The best thing I did was trade my last 80 for a bag of narco! It's not a god send but takes the peel your skin off down a bit! B4, turn you room/ home into a supply house, the last thing you want is to go outside! Several days end try to eat, may have to force it but it helps?
 
I'm a new member too and I've yet to post anything yet because there is so much info in here that pretty much answers any of my questions.
Have you been to NA? When I got sober AA was a life saver because I was able to interact with people who shared my pain.
Are you working? You have the support of your family which is an amazing help.
Have you been to treatment before? I see you don't want to go back on suboxone.
PAWS is a bugger for sure. And I know there's a lot of fear that goes along with getting clean cos we don't want to be uncomfortable.
Everyone says getting proper rest/exercise/diet/vitamins helps with the process.
And of course, talking with, and staying close to, the people who've been where you are will help a lot too.

Maybe let us know a little more about yourself, your DOC, etc.
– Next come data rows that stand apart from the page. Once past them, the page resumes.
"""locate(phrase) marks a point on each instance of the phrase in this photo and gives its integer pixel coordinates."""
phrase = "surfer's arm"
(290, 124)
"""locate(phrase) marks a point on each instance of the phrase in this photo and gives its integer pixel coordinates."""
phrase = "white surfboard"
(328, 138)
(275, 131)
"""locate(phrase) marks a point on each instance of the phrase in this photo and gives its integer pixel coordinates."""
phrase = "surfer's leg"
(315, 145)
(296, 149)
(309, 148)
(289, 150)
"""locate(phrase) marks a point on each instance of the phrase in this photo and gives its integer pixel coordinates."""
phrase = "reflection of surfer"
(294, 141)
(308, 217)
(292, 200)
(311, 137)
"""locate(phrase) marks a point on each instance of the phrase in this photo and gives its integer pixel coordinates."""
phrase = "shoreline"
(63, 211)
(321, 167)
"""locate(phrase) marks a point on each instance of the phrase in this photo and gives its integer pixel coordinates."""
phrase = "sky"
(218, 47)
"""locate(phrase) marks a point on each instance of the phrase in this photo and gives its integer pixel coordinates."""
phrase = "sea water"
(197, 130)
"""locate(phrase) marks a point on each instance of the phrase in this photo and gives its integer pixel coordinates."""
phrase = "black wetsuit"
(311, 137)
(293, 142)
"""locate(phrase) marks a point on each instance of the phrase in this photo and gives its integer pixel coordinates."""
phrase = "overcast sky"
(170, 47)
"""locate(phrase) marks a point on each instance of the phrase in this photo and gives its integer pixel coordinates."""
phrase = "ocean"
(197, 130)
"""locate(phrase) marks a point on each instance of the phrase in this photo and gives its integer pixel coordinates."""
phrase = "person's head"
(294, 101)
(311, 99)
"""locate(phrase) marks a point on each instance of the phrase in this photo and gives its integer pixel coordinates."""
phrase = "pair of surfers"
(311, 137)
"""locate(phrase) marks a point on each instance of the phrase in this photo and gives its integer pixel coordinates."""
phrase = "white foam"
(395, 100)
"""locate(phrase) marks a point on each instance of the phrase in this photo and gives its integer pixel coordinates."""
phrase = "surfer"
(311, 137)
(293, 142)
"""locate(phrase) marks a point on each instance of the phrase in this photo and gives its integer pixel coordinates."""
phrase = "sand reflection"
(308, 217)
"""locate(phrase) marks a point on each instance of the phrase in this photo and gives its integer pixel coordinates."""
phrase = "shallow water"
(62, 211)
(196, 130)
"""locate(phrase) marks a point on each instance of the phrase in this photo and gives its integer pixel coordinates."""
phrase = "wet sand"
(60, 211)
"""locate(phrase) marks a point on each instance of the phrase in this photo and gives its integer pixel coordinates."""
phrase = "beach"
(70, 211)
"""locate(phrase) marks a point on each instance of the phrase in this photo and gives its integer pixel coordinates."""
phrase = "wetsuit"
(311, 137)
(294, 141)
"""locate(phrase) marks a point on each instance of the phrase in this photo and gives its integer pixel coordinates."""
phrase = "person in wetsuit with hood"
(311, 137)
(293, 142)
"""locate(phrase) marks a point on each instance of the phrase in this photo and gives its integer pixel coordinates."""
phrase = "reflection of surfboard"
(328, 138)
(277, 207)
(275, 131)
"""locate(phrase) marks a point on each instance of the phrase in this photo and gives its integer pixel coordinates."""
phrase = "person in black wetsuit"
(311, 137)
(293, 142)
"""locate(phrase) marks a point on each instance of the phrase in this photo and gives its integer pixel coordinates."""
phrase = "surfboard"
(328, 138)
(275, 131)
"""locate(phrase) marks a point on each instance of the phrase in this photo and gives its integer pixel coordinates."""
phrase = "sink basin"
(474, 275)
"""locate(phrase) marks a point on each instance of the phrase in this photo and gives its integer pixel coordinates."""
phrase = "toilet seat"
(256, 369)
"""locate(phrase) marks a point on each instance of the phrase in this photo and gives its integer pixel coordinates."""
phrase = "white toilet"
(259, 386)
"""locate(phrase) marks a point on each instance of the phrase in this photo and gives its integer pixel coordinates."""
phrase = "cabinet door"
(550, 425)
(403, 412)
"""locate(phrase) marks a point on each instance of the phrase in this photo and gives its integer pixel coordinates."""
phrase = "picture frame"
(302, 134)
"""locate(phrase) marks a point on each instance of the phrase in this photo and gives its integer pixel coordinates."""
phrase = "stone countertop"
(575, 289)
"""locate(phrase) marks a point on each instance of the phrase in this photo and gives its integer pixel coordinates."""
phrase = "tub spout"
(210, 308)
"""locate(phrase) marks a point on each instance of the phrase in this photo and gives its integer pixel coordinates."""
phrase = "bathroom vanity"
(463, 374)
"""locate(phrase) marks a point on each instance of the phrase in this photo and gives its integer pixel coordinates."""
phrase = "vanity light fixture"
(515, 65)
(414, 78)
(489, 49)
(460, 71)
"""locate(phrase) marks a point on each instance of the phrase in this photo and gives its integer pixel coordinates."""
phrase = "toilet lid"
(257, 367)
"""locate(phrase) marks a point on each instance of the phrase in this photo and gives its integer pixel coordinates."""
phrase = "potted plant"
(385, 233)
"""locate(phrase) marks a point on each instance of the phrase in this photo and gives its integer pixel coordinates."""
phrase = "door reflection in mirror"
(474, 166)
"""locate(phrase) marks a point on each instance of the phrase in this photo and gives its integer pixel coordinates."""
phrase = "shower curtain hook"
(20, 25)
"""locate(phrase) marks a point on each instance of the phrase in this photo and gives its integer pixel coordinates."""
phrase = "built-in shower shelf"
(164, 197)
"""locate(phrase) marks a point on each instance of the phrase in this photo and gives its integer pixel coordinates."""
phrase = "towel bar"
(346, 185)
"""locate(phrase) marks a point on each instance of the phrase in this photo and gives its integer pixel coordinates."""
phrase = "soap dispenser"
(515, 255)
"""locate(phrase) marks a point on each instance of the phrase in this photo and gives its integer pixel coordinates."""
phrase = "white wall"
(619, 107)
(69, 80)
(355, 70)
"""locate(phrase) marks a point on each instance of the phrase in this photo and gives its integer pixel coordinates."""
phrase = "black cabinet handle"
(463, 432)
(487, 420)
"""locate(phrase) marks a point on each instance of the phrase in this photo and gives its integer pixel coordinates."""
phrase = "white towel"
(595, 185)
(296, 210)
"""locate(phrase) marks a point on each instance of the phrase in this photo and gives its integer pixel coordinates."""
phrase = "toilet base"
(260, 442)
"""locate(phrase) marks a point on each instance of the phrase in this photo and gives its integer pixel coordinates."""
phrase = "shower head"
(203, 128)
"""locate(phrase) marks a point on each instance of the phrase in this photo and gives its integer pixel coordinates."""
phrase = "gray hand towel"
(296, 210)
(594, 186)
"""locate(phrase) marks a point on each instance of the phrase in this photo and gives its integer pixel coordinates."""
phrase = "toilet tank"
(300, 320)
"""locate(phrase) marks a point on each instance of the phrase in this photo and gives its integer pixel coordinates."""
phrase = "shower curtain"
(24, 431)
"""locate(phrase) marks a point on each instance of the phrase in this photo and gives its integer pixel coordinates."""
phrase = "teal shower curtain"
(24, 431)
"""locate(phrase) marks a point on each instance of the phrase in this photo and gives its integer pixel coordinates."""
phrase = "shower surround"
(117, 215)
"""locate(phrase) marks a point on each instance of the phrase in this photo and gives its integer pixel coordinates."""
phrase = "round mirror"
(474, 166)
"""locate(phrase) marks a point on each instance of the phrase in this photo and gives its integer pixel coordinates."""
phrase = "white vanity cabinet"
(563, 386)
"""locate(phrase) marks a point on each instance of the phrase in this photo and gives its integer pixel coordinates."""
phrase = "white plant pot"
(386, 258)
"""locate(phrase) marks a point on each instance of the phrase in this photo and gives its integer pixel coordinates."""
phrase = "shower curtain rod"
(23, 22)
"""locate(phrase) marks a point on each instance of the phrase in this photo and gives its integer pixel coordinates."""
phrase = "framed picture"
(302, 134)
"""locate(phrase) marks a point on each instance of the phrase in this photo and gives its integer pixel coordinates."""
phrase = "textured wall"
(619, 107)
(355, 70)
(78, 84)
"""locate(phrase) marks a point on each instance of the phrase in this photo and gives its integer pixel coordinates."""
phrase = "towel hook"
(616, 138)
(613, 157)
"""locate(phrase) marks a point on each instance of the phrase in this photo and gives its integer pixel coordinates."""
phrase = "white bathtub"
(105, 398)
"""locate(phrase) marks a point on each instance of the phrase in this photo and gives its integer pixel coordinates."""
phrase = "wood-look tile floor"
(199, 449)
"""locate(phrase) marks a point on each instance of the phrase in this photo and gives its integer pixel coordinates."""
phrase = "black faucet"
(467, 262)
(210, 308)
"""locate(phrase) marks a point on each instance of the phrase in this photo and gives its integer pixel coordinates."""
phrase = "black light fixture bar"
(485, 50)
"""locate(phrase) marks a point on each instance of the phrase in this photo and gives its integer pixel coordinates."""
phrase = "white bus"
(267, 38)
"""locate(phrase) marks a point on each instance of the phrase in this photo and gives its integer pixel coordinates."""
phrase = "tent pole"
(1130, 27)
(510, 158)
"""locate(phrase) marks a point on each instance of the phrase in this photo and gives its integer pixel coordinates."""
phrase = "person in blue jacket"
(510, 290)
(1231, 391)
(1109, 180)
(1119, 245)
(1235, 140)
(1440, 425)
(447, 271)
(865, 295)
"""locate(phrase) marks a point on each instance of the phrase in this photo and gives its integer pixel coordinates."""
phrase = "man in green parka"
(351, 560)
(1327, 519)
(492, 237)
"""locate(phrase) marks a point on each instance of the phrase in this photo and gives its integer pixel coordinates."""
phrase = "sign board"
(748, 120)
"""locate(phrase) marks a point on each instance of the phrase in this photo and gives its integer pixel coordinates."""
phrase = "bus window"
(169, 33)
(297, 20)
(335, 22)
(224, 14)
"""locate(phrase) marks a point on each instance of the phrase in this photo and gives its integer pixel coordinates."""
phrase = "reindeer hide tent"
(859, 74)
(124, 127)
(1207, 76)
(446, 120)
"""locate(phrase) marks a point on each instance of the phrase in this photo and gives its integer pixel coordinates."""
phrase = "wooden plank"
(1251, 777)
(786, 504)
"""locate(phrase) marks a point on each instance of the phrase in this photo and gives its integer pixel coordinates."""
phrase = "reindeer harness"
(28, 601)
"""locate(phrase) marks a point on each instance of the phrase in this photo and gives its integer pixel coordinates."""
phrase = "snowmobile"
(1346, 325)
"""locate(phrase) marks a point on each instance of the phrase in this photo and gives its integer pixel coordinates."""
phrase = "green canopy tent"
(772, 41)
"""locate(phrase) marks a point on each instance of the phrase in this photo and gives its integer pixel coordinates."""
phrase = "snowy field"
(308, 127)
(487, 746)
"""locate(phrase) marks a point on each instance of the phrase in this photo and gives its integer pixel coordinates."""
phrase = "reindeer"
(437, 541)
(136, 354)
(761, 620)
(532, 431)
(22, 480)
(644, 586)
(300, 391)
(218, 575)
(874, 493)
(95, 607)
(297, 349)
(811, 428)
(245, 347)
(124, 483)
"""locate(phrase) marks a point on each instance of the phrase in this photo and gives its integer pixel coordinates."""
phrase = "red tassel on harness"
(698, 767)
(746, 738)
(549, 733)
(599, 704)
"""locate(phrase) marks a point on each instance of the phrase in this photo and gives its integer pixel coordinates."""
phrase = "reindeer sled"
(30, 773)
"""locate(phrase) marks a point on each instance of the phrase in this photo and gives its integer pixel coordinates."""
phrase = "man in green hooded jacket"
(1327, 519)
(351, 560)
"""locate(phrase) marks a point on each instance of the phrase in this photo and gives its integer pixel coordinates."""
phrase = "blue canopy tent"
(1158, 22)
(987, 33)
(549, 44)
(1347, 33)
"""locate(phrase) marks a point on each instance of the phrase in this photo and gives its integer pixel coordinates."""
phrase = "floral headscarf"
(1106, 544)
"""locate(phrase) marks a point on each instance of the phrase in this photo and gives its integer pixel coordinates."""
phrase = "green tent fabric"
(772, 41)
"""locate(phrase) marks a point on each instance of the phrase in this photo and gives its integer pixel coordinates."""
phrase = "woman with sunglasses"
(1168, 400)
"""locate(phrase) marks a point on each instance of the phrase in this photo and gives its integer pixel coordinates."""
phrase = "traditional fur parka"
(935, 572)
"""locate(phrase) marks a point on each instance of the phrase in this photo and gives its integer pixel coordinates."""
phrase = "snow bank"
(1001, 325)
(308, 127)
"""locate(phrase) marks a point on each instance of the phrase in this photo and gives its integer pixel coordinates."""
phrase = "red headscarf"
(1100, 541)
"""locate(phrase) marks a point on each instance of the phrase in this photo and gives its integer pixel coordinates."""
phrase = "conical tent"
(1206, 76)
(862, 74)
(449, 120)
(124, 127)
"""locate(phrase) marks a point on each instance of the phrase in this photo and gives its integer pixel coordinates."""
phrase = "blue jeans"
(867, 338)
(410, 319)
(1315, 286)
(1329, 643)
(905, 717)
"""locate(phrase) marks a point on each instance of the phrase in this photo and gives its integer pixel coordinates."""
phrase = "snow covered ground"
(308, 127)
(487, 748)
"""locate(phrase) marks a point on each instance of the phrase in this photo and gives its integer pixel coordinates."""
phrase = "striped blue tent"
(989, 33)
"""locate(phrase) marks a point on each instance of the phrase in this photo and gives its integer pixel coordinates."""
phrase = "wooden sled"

We can help you find links to threads here on BL.

Best of luck :)
 
After being on everything from tabs to opana. I finally got on suboxone and tapered down over 6 months. Withdrawals were still hell. I'm currently taking 2 weeks off work to stay with my parents. My boss understands and just wants me to get better. Going to my first N/A meeting today, and lucky I'm having my dad go with me because I'm sure he's been before. Staying strong! Feel good today! And thanks for all the responses !
 
How was the meeting. I'm an a AA re-tread (relapser lol) and getting back to AA is always like a breath of fresh air. When I lived in Phoenix I spent a lot of time at an Alano Club that was open during the day to hang out. It was my safe place. Maybe you have something similar in your area. I'm happy you have the support of your parents and that your dad went to the meeting. The first suggestions are "90 meetings in 90 days," "find a homegroup-one you go to mostly, that fits you best," and "get a sponsor-can be temporary until you find someone you like better." And get phone numbers so you can call before you feel like using. It all helps.
 
Welcome to Bluelight.

As just about everyone else mentioned we do not use the term SWIM here.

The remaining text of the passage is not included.